The House of Representatives, yesterday (November 7), approved a Government guarantee for a US$200 million loan, to be raised by Clarendon Alumina Production (CAP) on the international capital market.
“The proceeds will allow CAP to meet its financial obligations and put it in a position to contribute in terms of the expansion programme, which is envisaged for the Halse Hall Plant,” Finance Minister, Dr. Omar Davies explained to the House.
“CAP has retained the services of Bear, Stearns & Company through a competitive process, to assist in securing funding on the international capital market,” he said, adding that Bear, Stearns & Company had arranged a long-term fixed rate facility for US$200 million, which they would fully underwrite.
Minister Davies said the bauxite company had suffered drops in production and profit levels, due to cyclical market conditions in the late 1980s and early 1990s and the 1991 collapse of the Soviet Union, which resulted in significant reductions in world aluminum prices.
“This resulted in losses in the immediate years following the collapse. Since then, the company (CAP) has had to face a number of challenges, which have impacted negatively on its financial performance,” Dr. Davies said.
The Minister further informed the House that the company now faced significant debt obligations after securing two major loans in 2001, both amounting to US$125 million, and that the guarantee approved would go a far way in returning the company to profitability.
According to Dr. Davies, CAP remained an important asset to the Government and the company had developed an action plan to this end.

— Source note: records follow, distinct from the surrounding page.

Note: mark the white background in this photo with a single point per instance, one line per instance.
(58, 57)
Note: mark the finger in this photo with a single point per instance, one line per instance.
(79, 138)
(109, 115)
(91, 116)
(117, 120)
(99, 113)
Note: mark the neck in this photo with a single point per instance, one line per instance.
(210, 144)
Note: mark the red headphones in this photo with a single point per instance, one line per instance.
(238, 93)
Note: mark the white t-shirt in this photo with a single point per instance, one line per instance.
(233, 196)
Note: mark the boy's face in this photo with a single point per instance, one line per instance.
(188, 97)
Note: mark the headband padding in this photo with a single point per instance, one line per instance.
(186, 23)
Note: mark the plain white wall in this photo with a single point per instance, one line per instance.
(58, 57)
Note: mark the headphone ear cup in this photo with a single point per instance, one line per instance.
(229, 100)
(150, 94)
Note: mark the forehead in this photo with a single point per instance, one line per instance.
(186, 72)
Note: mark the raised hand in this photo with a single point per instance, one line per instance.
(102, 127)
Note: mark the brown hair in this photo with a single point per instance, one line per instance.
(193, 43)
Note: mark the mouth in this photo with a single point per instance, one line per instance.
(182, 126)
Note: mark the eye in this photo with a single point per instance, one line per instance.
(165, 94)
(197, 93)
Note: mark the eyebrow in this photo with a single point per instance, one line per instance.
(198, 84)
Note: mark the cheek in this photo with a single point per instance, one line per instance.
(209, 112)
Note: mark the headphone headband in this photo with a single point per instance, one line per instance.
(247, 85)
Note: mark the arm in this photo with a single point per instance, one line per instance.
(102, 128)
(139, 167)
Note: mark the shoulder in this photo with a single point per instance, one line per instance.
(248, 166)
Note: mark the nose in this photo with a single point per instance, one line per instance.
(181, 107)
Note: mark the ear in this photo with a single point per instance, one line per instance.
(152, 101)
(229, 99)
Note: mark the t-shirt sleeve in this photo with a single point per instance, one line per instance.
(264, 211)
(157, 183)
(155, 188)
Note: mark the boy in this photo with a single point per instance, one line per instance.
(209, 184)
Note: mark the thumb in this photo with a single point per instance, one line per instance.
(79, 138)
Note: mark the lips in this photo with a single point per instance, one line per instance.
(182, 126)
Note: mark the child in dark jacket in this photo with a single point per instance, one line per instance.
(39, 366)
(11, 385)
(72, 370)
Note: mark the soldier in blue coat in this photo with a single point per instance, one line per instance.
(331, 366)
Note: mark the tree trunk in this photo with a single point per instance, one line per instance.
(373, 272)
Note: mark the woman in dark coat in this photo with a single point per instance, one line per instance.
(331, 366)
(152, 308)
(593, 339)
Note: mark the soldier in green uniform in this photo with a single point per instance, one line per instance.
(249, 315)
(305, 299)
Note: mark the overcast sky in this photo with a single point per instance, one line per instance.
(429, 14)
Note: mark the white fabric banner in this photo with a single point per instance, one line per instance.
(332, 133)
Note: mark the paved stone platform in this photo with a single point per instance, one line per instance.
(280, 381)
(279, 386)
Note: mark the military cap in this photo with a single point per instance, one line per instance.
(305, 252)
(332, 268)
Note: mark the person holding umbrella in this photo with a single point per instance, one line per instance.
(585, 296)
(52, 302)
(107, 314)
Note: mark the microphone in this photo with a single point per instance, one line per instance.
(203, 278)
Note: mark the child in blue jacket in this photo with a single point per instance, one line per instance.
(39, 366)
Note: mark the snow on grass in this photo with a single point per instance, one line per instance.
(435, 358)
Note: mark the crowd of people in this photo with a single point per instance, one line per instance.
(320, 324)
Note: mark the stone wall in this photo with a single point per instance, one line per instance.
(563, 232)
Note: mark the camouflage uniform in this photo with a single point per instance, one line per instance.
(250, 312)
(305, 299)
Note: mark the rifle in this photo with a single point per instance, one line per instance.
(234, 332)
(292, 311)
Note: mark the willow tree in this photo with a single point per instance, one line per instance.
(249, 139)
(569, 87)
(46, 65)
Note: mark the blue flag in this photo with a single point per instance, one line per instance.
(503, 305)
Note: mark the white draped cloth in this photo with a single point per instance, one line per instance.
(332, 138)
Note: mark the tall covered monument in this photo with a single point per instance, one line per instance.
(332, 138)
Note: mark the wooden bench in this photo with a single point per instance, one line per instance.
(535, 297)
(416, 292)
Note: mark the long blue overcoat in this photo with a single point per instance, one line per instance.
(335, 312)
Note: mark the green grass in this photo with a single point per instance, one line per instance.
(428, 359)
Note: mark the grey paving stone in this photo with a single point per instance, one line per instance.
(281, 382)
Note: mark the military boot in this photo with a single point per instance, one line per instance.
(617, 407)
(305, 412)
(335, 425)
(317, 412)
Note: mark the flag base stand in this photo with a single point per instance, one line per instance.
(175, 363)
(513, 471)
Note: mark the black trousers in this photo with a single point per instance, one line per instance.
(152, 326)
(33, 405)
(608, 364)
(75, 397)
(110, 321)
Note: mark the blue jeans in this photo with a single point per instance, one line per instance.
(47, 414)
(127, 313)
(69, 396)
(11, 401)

The tenets of this action plan, Minister Davies said, included strategies “to refinance the debts with the objective of extending the average life of the liabilities, reducing debt servicing payments and releasing currently encumbered reserved funds”.Dr. Davies said there were also plans to “hedge future alumina sales to the maximum extent possible, to provide downside protection”.
Hedging is a financial strategy taken by a firm to protect cash flow by establishing a line of credit that can offset possible cost overruns or failure of a client to pay for goods received.
For example, he said, “compared to a projected price of US$206 per tonne for 2006, the average price for the next two years will be US$235 per tonne, translating, all other things being equal, into increased cash flows of US$40 million for the company over the period”.
Outlining how CAP would use the net proceeds from the US$200 million facility, the Finance Minister informed that, “first, there will be a redemption of the existing bonds which are at a high interest rate and this will account for approximately $70 million. Then there is the repayment of an advance, which has been made by the Accountant General for $20 million.
There is a repayment to Alcoa, which is for $18.6 million, a repayment to The Bauxite and Alumina Trading Company of Jamaica Limited (BATCo) of $14 million and there will be working capital of $72.5 million for 2006 and 2007”.
The terms of the loan, Minister Davies said, included “a five-year moratorium, amortized with 21 equal payments and consecutive semi-annual payments beginning in year five. The interest will be payable semi-annually”, and added that the interest rate would be less than nine per cent per annum.
CAP was created as a strategic response to the closure of JAMALCo refinery in 1985 by its owner Alcoa Minerals of Jamaica (Alcoa), saving hundreds of jobs in the bauxite aluminum trade and ensured continued foreign exchange earnings when the bauxite was scarce in Jamaica.
“After the period when CAP operated the facility.there was an upturn in the international alumina market, and Alcoa indicated that it wished to return as part owner,” Minister Davies informed the House, adding that new ownership arrangements were negotiated between the Government and Alcoa, which resulted in Alcoa’s equity being reduced to 50 per cent in a joint venture agreement, while the Government’s equity increased to an equal 50 per cent.